In concrete use cases, developers working with AI assistants might generate code that includes an accidental AWS secret key exposure. LocalForge would detect this during Layer 1 scanning in under 1 millisecond, immediately blocking the commit and preventing the secret from entering version control. Another scenario involves a developer creating a database query with string interpolation that creates SQL injection vulnerability—Layer 3 would flag this as a medium-risk issue with specific recommendations for parameterized queries. Teams using the tool report catching dead functions, unhandled exceptions, and logic bugs before they cause production issues, maintaining code quality while accelerating development velocity through early problem detection.
LocalForge targets development teams using AI coding tools on macOS systems, specifically requiring macOS 14+ and Apple Silicon hardware. The tool integrates with standard development workflows through pre-commit hooks and supports multiple programming languages including Python, Rust, TypeScript, Go, and Java. Available under the MIT License as free and open-source software, LocalForge includes MCP Server compatibility for integration with IDEs like Cursor and VS Code. The installation process involves a single command that sets up the pre-commit hook, copies the binary to PATH, and auto-detects Qwen models from HuggingFace cache.

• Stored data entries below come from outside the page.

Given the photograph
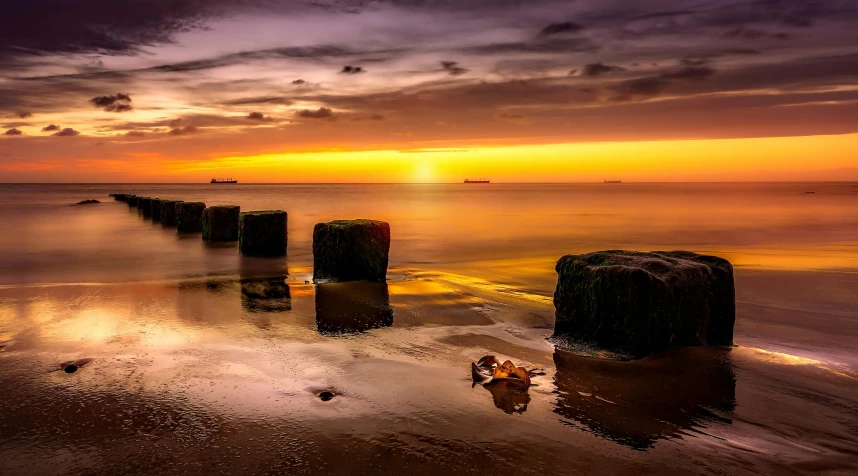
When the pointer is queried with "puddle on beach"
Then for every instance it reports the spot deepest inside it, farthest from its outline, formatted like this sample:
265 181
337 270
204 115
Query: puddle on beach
263 371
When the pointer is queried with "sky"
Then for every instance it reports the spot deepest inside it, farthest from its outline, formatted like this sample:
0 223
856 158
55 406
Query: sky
428 90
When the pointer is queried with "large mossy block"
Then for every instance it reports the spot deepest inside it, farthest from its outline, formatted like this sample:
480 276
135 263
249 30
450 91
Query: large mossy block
168 212
189 217
262 233
145 204
220 223
635 303
155 209
351 250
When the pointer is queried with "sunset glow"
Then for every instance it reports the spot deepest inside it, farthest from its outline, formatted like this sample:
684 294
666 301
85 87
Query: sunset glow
338 91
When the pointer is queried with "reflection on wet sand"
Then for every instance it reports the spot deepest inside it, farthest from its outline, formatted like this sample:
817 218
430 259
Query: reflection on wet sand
509 395
263 285
266 294
354 307
639 402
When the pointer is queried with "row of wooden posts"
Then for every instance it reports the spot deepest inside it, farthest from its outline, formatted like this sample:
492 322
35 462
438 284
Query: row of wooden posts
343 250
259 233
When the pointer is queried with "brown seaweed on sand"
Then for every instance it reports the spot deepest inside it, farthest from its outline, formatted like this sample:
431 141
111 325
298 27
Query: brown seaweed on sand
507 383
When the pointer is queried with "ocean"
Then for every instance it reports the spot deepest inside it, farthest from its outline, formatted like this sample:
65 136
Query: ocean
185 366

This comprehensive local scanning solution ensures teams can ship code faster while maintaining security and quality standards without cloud dependencies.

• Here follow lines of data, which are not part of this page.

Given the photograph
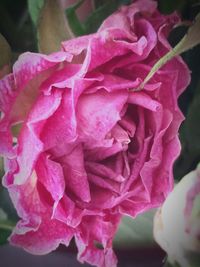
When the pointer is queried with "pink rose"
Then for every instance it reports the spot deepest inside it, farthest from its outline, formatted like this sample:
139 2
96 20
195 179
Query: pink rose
90 148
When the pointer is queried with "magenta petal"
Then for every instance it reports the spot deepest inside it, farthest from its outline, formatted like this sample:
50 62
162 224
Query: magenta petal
49 235
95 122
30 146
50 174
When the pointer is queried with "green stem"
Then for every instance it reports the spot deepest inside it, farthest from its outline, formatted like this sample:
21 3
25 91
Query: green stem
5 226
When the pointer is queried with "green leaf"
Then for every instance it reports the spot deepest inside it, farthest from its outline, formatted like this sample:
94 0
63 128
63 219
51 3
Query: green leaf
52 27
5 52
169 6
191 126
136 232
101 13
6 227
191 39
34 7
76 26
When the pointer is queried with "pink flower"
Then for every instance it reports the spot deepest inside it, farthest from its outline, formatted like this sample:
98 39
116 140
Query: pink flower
90 148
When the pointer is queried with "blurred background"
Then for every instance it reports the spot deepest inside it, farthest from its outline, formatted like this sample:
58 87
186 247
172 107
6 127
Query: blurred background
20 26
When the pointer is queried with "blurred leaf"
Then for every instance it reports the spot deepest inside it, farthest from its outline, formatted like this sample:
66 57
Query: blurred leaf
169 6
5 52
136 232
76 26
191 39
101 13
34 7
5 227
52 27
191 126
190 138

LocalForge targets development teams utilizing AI coding tools on macOS systems, specifically engineers working with Apple Silicon machines running macOS 14+. The tool serves organizations concerned with code security and quality, particularly those using AI assistants that may introduce unexpected vulnerabilities. It's ideal for teams managing multiple git repositories who need consistent pre-commit protection without cloud dependencies. The solution benefits security-conscious developers, engineering managers implementing team standards, and organizations requiring offline scanning capabilities for sensitive codebases.